Разведёнок и брошенок в близком ко мне окружении оказалось достаточно много, чего прежде я абсолютно не замечал.
Внешне эти дамы выглядели вполне благополучно, респектабельно, казались счастливыми, довольными жизнью. Впечатление оказалось обманчивым. Стоило к ним прикоснуться, даже на уровне солидарности с общими проблемами, по поводу искренней симпатии или участливого сочувствия, как они стряхивали с себя непробиваемую броню эмоционального оцепенения. Дамы расслаблялись, мгновенно теряли способность к сценической театральности бытового и интимного поведения, показывали во всей неприглядности трогательную беспомощность, унизительную беззащитность и болезненную хрупкость – всё, что старательно скрывали от враждебной среды обитания. Чтобы выжить в быстро меняющемся мире, нужно быть сильным, в особенности, когда сложностей слишком много, а ты один.
Взволнованные приятельницы погружались с головой в гранитную толщу тягостных романтических воспоминаний, начинали безжалостно теребить свои и мои трепетные духовные струны, заполняли пустоту тоннами закапсулированных обид и нестерпимо ноющей боли по поводу несостоявшегося счастья, пытаясь не столько вызвать сочувствие, сколько желая слить вовне осадок от накопившегося душевного мусора.

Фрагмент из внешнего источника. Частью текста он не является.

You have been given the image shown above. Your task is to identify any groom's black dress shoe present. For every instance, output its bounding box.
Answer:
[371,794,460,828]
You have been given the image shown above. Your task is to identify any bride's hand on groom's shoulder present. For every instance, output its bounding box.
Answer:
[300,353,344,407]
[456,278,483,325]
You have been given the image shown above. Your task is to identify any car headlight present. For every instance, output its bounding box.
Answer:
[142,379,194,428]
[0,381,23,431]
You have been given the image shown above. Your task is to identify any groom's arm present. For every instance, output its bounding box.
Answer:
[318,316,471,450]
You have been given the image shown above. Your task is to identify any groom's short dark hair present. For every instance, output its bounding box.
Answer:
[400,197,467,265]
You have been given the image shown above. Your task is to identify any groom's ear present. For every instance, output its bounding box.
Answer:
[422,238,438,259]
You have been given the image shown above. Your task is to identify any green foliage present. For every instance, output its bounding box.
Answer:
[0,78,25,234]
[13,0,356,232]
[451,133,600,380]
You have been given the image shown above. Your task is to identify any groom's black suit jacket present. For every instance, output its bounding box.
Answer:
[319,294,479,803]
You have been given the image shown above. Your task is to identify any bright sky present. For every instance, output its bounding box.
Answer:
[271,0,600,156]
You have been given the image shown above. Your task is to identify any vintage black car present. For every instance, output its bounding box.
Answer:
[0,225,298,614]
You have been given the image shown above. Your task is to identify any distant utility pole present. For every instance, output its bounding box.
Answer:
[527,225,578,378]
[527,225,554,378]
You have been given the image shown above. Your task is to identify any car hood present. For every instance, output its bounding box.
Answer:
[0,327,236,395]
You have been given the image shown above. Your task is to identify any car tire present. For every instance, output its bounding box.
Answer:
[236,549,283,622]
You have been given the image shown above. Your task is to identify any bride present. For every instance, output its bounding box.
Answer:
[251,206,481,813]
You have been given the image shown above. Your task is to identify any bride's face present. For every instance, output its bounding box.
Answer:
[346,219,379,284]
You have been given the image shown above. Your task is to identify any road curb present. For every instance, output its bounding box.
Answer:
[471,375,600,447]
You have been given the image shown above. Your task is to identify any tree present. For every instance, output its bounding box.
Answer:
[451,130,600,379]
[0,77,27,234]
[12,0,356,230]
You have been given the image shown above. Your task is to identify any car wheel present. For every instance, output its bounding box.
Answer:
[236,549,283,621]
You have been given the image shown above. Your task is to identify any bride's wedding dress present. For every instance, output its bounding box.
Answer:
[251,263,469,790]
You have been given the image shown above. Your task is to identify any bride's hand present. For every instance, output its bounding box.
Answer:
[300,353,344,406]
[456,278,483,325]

То, что мир вокруг не становится чище, когда свалка отходов перемещается в другое место, нам невдомёк.
Почти все предлагали утилизировать нравственные страдания совместно, коллегиально облегчить непереносимые душевные муки, преимущественно с помощью классической методики восстановления психического и физического здоровья методом погружения в мир грёз – заняться сексом, чтобы заглушить хоть на время боль, чтобы избавиться от страданий.
Это не был тот, переполненный гормонами, фантазиями, эмоциями страсти и любовного восторга эротический поединок романтически настроенных соперников, от которого “напрочь сносит крышу”, скорее стон, причитания о злосчастной судьбе, которая всегда всё портит.